Tenho pensado muito, nestas semanas, em dois belíssimos escritores zimbabweanos. Dambuzo Marechera, que morreu prematuramente, em 1987, aos 35 anos, e Chenjerai Hove, que morreu no exílio, na Noroega, em 2015, aos 59 anos. Marechera era um iconoclasta absoluto – poeta e contista notável. Morreu cedo injustamente, vítima de SIDA.
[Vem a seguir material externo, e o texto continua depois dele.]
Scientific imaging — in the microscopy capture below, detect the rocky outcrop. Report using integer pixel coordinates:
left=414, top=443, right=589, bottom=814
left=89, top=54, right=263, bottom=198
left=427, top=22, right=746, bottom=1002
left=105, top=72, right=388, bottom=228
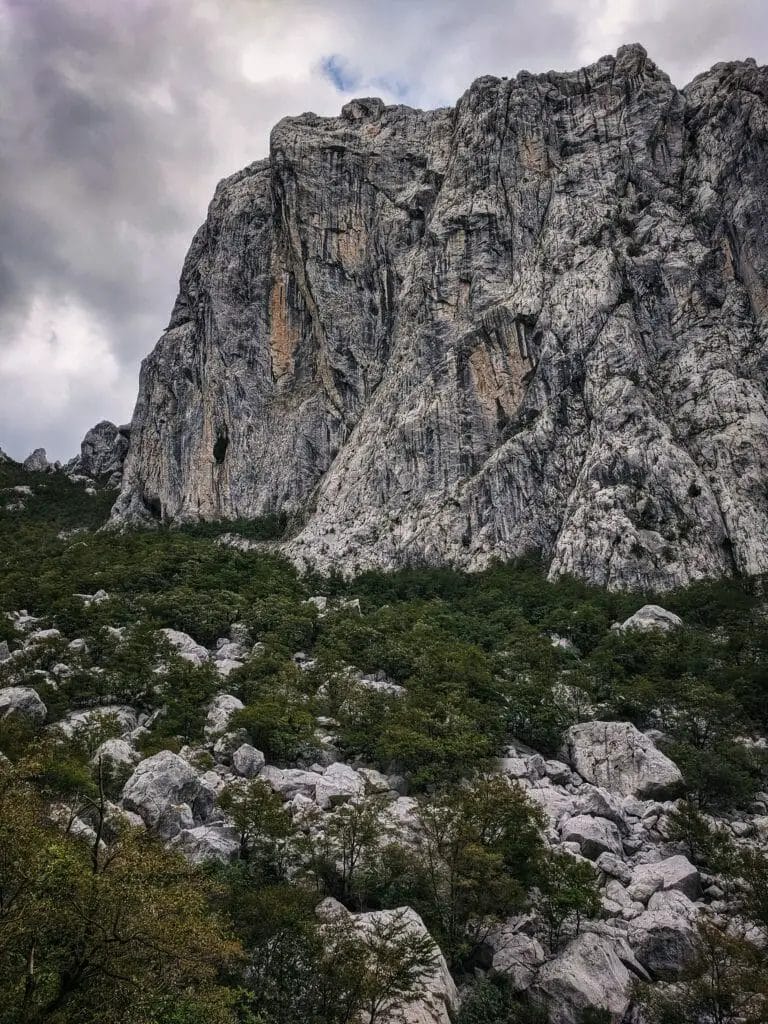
left=112, top=45, right=768, bottom=590
left=22, top=448, right=51, bottom=473
left=67, top=420, right=129, bottom=486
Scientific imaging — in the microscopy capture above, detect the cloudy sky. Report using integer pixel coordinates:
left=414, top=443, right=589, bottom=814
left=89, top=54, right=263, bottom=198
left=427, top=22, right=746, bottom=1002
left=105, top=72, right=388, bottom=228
left=1, top=0, right=766, bottom=460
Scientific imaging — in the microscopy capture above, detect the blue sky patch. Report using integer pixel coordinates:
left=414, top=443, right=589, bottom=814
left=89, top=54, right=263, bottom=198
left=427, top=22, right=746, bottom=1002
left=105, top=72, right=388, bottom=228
left=320, top=54, right=361, bottom=92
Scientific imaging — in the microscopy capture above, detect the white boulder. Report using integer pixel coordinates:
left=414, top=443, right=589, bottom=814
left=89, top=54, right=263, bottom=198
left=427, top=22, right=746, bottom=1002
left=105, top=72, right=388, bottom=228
left=617, top=605, right=683, bottom=632
left=627, top=890, right=699, bottom=978
left=563, top=721, right=683, bottom=799
left=231, top=743, right=265, bottom=778
left=0, top=686, right=46, bottom=724
left=628, top=855, right=701, bottom=902
left=315, top=762, right=365, bottom=810
left=528, top=930, right=645, bottom=1024
left=204, top=693, right=245, bottom=739
left=159, top=628, right=209, bottom=665
left=121, top=750, right=216, bottom=838
left=559, top=815, right=623, bottom=860
left=171, top=824, right=240, bottom=865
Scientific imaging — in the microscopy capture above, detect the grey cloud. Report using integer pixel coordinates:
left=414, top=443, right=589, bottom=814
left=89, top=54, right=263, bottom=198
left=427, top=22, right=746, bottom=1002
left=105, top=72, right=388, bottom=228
left=0, top=0, right=766, bottom=460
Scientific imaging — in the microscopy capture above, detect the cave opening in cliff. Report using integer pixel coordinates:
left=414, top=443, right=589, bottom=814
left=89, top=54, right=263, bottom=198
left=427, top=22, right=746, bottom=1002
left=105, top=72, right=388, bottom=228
left=213, top=432, right=229, bottom=464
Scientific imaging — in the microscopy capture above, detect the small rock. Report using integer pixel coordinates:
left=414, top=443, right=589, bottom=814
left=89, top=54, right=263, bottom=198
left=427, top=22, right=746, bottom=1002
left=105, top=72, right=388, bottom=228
left=231, top=743, right=265, bottom=778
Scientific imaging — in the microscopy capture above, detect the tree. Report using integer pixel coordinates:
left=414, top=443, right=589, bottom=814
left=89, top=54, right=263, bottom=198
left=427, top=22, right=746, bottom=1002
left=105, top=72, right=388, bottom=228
left=636, top=923, right=768, bottom=1024
left=0, top=762, right=239, bottom=1024
left=304, top=797, right=391, bottom=908
left=533, top=850, right=601, bottom=952
left=219, top=778, right=296, bottom=879
left=413, top=776, right=545, bottom=967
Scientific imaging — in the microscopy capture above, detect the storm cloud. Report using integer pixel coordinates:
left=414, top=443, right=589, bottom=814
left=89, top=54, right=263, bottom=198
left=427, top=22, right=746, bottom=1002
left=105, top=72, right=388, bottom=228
left=1, top=0, right=766, bottom=459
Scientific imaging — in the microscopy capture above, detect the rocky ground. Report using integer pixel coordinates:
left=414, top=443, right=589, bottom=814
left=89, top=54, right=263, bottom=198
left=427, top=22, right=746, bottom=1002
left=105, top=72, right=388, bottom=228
left=2, top=595, right=766, bottom=1024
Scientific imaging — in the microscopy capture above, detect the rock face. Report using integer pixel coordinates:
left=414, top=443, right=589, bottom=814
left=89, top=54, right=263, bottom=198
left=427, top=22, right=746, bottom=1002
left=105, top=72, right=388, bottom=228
left=563, top=721, right=684, bottom=799
left=67, top=420, right=129, bottom=485
left=23, top=448, right=51, bottom=473
left=113, top=46, right=768, bottom=590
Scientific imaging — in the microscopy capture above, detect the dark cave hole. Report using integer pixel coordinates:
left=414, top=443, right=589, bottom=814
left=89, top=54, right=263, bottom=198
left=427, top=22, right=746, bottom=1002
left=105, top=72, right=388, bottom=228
left=213, top=433, right=229, bottom=464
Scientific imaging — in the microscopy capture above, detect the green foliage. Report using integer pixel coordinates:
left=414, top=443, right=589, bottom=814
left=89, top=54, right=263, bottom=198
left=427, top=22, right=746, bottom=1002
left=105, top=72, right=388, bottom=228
left=533, top=850, right=602, bottom=952
left=0, top=762, right=239, bottom=1024
left=636, top=923, right=768, bottom=1024
left=457, top=977, right=547, bottom=1024
left=411, top=776, right=546, bottom=968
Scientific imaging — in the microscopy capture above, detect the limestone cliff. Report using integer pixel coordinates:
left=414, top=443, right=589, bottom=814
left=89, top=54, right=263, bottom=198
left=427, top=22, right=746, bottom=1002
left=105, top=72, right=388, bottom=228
left=112, top=45, right=768, bottom=589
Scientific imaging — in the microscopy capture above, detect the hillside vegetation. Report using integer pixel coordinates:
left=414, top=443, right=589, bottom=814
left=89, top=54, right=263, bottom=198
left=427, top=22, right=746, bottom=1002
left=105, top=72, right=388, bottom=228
left=1, top=460, right=768, bottom=1024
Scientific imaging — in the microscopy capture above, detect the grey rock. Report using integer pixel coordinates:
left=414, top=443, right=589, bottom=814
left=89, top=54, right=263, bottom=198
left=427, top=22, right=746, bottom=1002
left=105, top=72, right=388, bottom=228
left=315, top=762, right=365, bottom=810
left=57, top=705, right=138, bottom=739
left=627, top=890, right=699, bottom=979
left=171, top=824, right=240, bottom=865
left=528, top=930, right=641, bottom=1024
left=66, top=421, right=129, bottom=484
left=113, top=47, right=768, bottom=593
left=91, top=738, right=141, bottom=768
left=121, top=750, right=216, bottom=838
left=629, top=855, right=701, bottom=901
left=23, top=448, right=50, bottom=473
left=596, top=852, right=633, bottom=885
left=160, top=628, right=210, bottom=666
left=231, top=743, right=265, bottom=778
left=560, top=814, right=624, bottom=859
left=260, top=765, right=320, bottom=799
left=617, top=604, right=683, bottom=632
left=0, top=686, right=46, bottom=724
left=0, top=641, right=10, bottom=663
left=489, top=928, right=545, bottom=990
left=204, top=693, right=244, bottom=739
left=563, top=721, right=684, bottom=799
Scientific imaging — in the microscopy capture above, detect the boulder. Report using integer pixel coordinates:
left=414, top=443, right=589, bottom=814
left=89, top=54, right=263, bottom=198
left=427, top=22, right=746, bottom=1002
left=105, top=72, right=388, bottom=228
left=214, top=658, right=243, bottom=677
left=0, top=641, right=10, bottom=663
left=121, top=750, right=216, bottom=838
left=171, top=824, right=240, bottom=865
left=160, top=628, right=209, bottom=665
left=563, top=721, right=683, bottom=799
left=260, top=765, right=320, bottom=799
left=528, top=930, right=643, bottom=1024
left=559, top=815, right=623, bottom=860
left=204, top=693, right=245, bottom=738
left=596, top=852, right=633, bottom=885
left=489, top=928, right=545, bottom=991
left=629, top=856, right=701, bottom=901
left=315, top=762, right=365, bottom=810
left=57, top=705, right=138, bottom=739
left=573, top=785, right=627, bottom=829
left=627, top=890, right=699, bottom=978
left=0, top=686, right=46, bottom=724
left=527, top=787, right=579, bottom=824
left=617, top=605, right=683, bottom=632
left=23, top=448, right=51, bottom=472
left=91, top=738, right=141, bottom=769
left=231, top=743, right=265, bottom=778
left=68, top=420, right=129, bottom=482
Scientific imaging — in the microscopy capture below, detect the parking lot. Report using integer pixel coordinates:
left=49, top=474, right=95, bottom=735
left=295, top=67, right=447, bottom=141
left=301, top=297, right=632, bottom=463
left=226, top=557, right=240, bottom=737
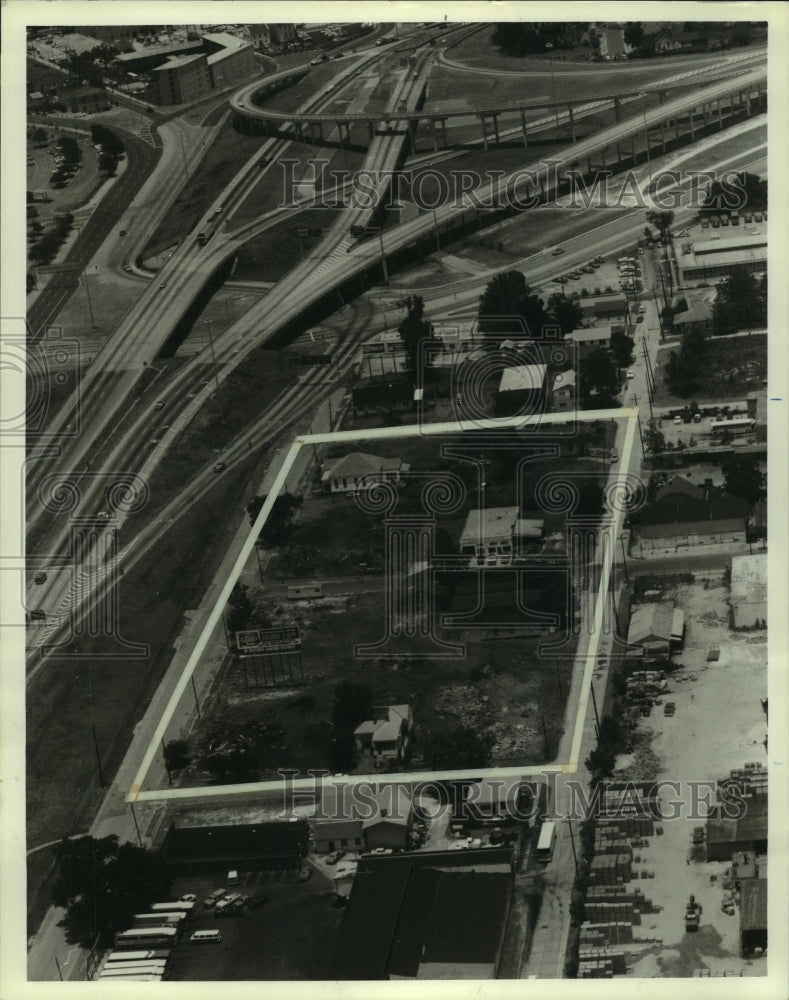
left=162, top=865, right=344, bottom=980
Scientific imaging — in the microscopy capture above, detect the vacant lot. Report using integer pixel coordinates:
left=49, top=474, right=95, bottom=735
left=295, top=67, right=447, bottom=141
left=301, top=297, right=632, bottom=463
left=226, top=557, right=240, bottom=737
left=653, top=333, right=766, bottom=405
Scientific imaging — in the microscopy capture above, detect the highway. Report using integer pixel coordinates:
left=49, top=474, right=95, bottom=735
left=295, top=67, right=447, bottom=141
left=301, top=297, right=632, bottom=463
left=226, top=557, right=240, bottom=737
left=25, top=60, right=766, bottom=666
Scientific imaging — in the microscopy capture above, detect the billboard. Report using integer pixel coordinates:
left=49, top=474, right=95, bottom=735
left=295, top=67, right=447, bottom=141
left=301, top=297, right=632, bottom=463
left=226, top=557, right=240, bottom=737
left=236, top=626, right=302, bottom=654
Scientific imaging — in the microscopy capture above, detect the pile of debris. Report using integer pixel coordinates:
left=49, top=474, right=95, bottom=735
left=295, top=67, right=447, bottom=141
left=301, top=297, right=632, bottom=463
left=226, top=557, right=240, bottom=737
left=624, top=669, right=668, bottom=717
left=435, top=683, right=488, bottom=723
left=487, top=720, right=541, bottom=759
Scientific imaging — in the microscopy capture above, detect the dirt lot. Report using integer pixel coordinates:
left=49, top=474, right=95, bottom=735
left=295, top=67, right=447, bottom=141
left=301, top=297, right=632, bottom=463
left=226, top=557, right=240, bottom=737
left=614, top=573, right=767, bottom=977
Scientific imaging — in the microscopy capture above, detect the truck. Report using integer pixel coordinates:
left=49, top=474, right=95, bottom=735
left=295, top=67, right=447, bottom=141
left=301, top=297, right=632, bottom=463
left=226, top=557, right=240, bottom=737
left=684, top=894, right=702, bottom=931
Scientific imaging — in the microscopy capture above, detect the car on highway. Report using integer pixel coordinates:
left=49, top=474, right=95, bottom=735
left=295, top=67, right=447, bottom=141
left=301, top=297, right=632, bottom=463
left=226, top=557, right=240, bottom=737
left=119, top=229, right=126, bottom=236
left=159, top=281, right=167, bottom=289
left=551, top=248, right=565, bottom=256
left=214, top=206, right=223, bottom=214
left=213, top=462, right=227, bottom=473
left=123, top=265, right=133, bottom=272
left=154, top=400, right=165, bottom=410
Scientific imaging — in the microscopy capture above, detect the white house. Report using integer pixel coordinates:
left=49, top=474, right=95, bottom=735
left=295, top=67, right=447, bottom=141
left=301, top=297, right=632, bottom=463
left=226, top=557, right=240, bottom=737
left=321, top=452, right=410, bottom=494
left=353, top=705, right=413, bottom=765
left=553, top=369, right=576, bottom=411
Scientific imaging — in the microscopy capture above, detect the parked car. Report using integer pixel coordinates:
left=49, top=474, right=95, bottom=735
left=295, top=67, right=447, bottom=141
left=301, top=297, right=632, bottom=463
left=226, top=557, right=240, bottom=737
left=325, top=851, right=345, bottom=865
left=692, top=826, right=705, bottom=844
left=673, top=415, right=682, bottom=425
left=181, top=893, right=197, bottom=902
left=203, top=889, right=227, bottom=908
left=297, top=869, right=312, bottom=881
left=551, top=247, right=565, bottom=256
left=626, top=370, right=635, bottom=379
left=247, top=893, right=268, bottom=908
left=663, top=702, right=676, bottom=716
left=636, top=315, right=644, bottom=324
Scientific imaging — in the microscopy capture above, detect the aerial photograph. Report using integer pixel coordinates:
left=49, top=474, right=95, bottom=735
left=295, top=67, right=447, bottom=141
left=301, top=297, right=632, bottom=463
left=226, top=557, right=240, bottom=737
left=3, top=2, right=786, bottom=993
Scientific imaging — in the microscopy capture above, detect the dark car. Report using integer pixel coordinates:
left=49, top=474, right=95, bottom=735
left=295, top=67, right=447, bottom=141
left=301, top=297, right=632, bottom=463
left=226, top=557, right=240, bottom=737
left=119, top=229, right=127, bottom=236
left=213, top=462, right=226, bottom=473
left=551, top=248, right=565, bottom=256
left=247, top=894, right=268, bottom=909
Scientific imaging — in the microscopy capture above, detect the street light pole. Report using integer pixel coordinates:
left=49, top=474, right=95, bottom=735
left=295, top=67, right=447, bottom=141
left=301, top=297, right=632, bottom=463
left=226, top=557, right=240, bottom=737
left=204, top=319, right=225, bottom=422
left=432, top=207, right=440, bottom=252
left=640, top=91, right=652, bottom=194
left=376, top=228, right=389, bottom=284
left=176, top=130, right=190, bottom=181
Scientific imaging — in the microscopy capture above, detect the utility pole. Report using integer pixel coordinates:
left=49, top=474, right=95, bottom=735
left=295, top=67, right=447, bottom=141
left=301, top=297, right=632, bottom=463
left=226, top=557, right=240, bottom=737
left=204, top=319, right=225, bottom=422
left=161, top=737, right=172, bottom=785
left=566, top=818, right=579, bottom=873
left=129, top=802, right=143, bottom=847
left=620, top=534, right=629, bottom=582
left=91, top=724, right=105, bottom=787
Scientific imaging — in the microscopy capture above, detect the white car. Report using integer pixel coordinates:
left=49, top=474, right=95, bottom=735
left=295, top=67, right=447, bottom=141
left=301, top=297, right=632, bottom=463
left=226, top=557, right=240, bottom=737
left=626, top=370, right=635, bottom=379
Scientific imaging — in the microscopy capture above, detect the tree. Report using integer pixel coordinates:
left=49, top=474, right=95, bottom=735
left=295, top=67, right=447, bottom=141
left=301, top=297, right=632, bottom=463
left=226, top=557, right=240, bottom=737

Zimbabwe perdeu ali a sua esperança mais potente em termos literários nos anos 80. Ficou um marco – o livro de contos The House of Hunger.
Conheci, em Harare, em 1989, Chenjerai Hove. Colaborei, pela mão do Mia Couto, na Agência Internacional de Notícias – IPS, alternativa, sediada regionalmente no Zimbabwe, que tinha Chenjerai como coordenador. Hove era um homem probo, optou pela sedição e pela denúncia do que era e é absolutamente inaceitável. Acabaria por ser o mais importante escritor do país do pós-independência, não só pelo livro Bones, mas por uma imensa obra, que incluía poesia e ensaio, para além da ficção. A sua dissensão valeu-lhe o exílio. O vetusto Patriarca não se permite a tolerar liberdades, muito menos críticas.

Gostava imenso de ler o que eles escreveriam ou como eles descreveriam estes tempos que marcam, inelutavelmente, o fim do velho e alucinado Patriarca no seu país. O Outono deste Patriarca. O Inverno deste Patriarca. Felizmente, a notável escritora NoViolet Bulawayo não só escreve, como é lúcida e ferozmente crítica. Numa entrevista ao The Guardian, de Londres, há quatro anos, disse sobre o velho Patriarca: “There was a time when he was good for the country but I feel like that time is gone”. Não poderia haver melhor tradução para aquilo que intuía Lord Acton: “Houve um tempo em que ele foi bom para o país, mas eu sinto que esse tempo se esgotou…” (tradução livre).

É esta percepção que me parece ineludível. O seu tempo está esgotado. O Patriarca está fora do seu tempo e vive alucinado com e pelo poder. Poderia ser, evidentemente, um tema literário. Mas é muito mais do que isso. Porque aquelas imagens patéticas e cómicas encerram, indubitavelmente, uma grande tragédia. Não só por aquilo que foi, provavelmente, a grandeza deste homem – e sou capaz de reconhecê-lo -, mas a sua miséria, agora escancarada. Ou, sobretudo, a miséria humana e material a que condenou aqueles que agora o querem ver apartado do poder e gritam-no livremente nas ruas.
Como teria advertido Lord Acton, na célebre epístola ao futuro Bispo de Londres, quando falava do poder absoluto e dos seus efeitos devastadores, um grande homem que se tornou inevitavelmente num homem mau.

PS – O Patriarca haveria entretanto de resignar, depois de redigido este texto. O júbilo dos zimbabweanos comoveu-me até às lágrimas. Há muito que eu não vivia algo tão exaltante. Eu sou um implacável sonhador da liberdade. A ignomínia com que se cobriu no fim este homem releva da estupidez que o poder absoluto e a corrupção são pródigas em impor.